Generated by GPT-5-mini| Envoy (software proxy) | |
|---|---|
| Name | Envoy |
| Developer | Lyft |
| Released | 2016 |
| Programming language | C++ |
| License | Apache License |
| Platform | Linux, macOS, FreeBSD, Windows |
Envoy (software proxy) Envoy is an open-source edge and service proxy originally developed at Lyft and later donated to the Cloud Native Computing Foundation (CNCF). It is designed for cloud-native microservices architectures, providing runtime traffic management, observability, and security for service mesh and edge computing use cases. Envoy serves as a high-performance programmable data plane that integrates with control planes, orchestration systems, and monitoring ecosystems.
Envoy was introduced by engineers at Lyft to address limitations in legacy reverse proxy and load balancer stacks used at scale. As a project incubated under the Cloud Native Computing Foundation, Envoy competes and interoperates with technologies such as NGINX, HAProxy, Istio, and Linkerd. The project attracted contributions from firms including Google, Amazon Web Services, Microsoft, IBM, and Red Hat, driving adoption in enterprises, startups, and public sector deployments.
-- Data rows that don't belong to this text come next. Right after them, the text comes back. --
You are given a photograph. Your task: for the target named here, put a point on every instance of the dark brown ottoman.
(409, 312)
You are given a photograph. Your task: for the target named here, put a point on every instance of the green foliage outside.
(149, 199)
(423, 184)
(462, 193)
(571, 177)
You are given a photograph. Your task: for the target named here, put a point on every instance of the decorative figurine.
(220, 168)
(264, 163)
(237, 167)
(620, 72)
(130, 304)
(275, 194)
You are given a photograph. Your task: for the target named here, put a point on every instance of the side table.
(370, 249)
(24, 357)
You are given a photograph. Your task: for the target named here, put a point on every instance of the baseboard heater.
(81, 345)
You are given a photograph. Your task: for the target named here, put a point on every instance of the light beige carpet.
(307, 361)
Envoy's architecture separates the data plane from an optional control plane inspired by patterns used at Google and Facebook. Core components include the listener, filter chain, cluster manager, and upstream host pools; these mirror concepts from NGINX and HAProxy but are implemented for dynamic configuration. Envoy exposes gRPC- and HTTP/REST-based management interfaces compatible with control planes such as Istio, Consul, and Kubernetes-native controllers. The project also defines extension points for custom filters written in C++ or via the Wasm sandbox, enabling integrations with ecosystems like OpenTelemetry, Prometheus, and Zipkin.
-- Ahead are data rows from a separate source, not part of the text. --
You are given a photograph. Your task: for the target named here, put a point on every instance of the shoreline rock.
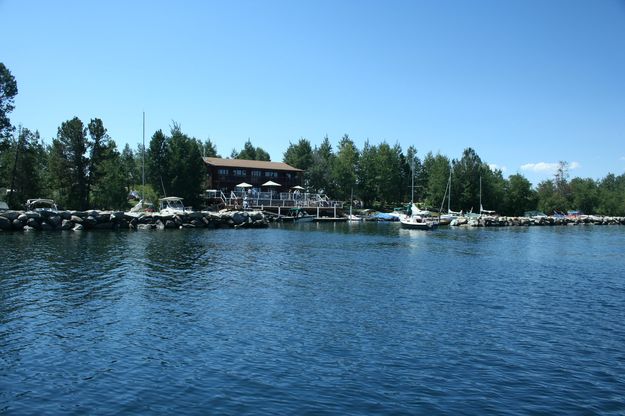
(117, 220)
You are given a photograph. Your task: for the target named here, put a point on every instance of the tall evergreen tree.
(23, 167)
(368, 178)
(69, 164)
(299, 155)
(250, 152)
(345, 168)
(437, 168)
(186, 167)
(207, 148)
(319, 176)
(8, 91)
(519, 196)
(100, 149)
(156, 162)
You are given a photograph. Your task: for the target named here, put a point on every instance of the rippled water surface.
(314, 319)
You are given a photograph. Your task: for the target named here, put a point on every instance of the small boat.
(300, 215)
(417, 222)
(355, 218)
(172, 205)
(39, 205)
(418, 219)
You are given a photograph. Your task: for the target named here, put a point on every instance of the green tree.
(319, 177)
(389, 173)
(69, 164)
(611, 195)
(207, 148)
(413, 187)
(22, 167)
(519, 196)
(584, 195)
(368, 178)
(109, 187)
(156, 161)
(299, 155)
(186, 167)
(250, 152)
(437, 173)
(468, 170)
(8, 91)
(549, 199)
(100, 149)
(344, 168)
(131, 172)
(493, 188)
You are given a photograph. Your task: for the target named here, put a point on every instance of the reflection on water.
(313, 318)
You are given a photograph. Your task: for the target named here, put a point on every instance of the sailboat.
(484, 212)
(351, 217)
(417, 218)
(445, 219)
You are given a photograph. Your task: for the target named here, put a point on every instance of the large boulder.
(33, 223)
(18, 225)
(5, 223)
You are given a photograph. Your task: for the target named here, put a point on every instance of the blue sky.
(525, 83)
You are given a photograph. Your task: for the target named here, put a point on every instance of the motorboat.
(39, 205)
(418, 222)
(172, 205)
(418, 219)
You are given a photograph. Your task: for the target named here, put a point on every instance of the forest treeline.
(83, 168)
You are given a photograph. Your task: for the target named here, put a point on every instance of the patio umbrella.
(271, 183)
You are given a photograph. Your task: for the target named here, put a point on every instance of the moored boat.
(172, 205)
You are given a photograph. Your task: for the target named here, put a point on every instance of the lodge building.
(224, 174)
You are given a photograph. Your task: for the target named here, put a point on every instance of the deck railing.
(279, 199)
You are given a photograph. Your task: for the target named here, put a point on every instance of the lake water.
(314, 319)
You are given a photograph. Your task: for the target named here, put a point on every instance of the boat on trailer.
(418, 219)
(172, 205)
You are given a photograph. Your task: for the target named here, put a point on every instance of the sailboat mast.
(480, 194)
(412, 181)
(143, 163)
(449, 196)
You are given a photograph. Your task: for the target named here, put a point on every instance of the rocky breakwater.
(116, 220)
(539, 221)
Envoy implements advanced features such as HTTP/2 and gRPC proxying, HTTP/3 and QUIC support, TLS termination and mutual TLS, circuit breaking, retries, timeouts, rate limiting, and circuit-aware load balancing algorithms found in systems like Maglev and Ring Hashing. Observability features include distributed tracing headers compatible with OpenTracing and OpenTelemetry, and metrics compatible with Prometheus and StatsD. Envoy provides traffic shadowing, fault injection, and canary deployments similar to practices used at Amazon and Netflix for progressive delivery.
Envoy is deployed in multiple topologies: as an edge proxy replacing traditional reverse proxy endpoints, as a sidecar proxy in service mesh patterns with platforms like Kubernetes and Nomad, and as a gateway for API management solutions. Integrations exist with control planes such as Istio, Consul Connect, Kong, and Gloo, and orchestration platforms including Kubernetes, Docker Swarm, and Mesos. Cloud providers and vendors—AWS, Azure, Google Cloud Platform, IBM Cloud—offer managed services or integrations that leverage Envoy for traffic management and observability.
Envoy supports static and dynamic configuration via xDS APIs (Listener Discovery Service, Route Discovery Service, Cluster Discovery Service, Endpoint Discovery Service) modeled after gRPC and defined in protocol buffers. Management servers implement xDS to push configuration changes; notable control planes include Istio's Pilot, Contour, and control-plane implementations from Solo.io. Envoy also exposes administrative APIs and statistics endpoints for runtime inspection and hot restart capabilities; these align with observability practices used by projects such as Prometheus and tracing systems like Jaeger.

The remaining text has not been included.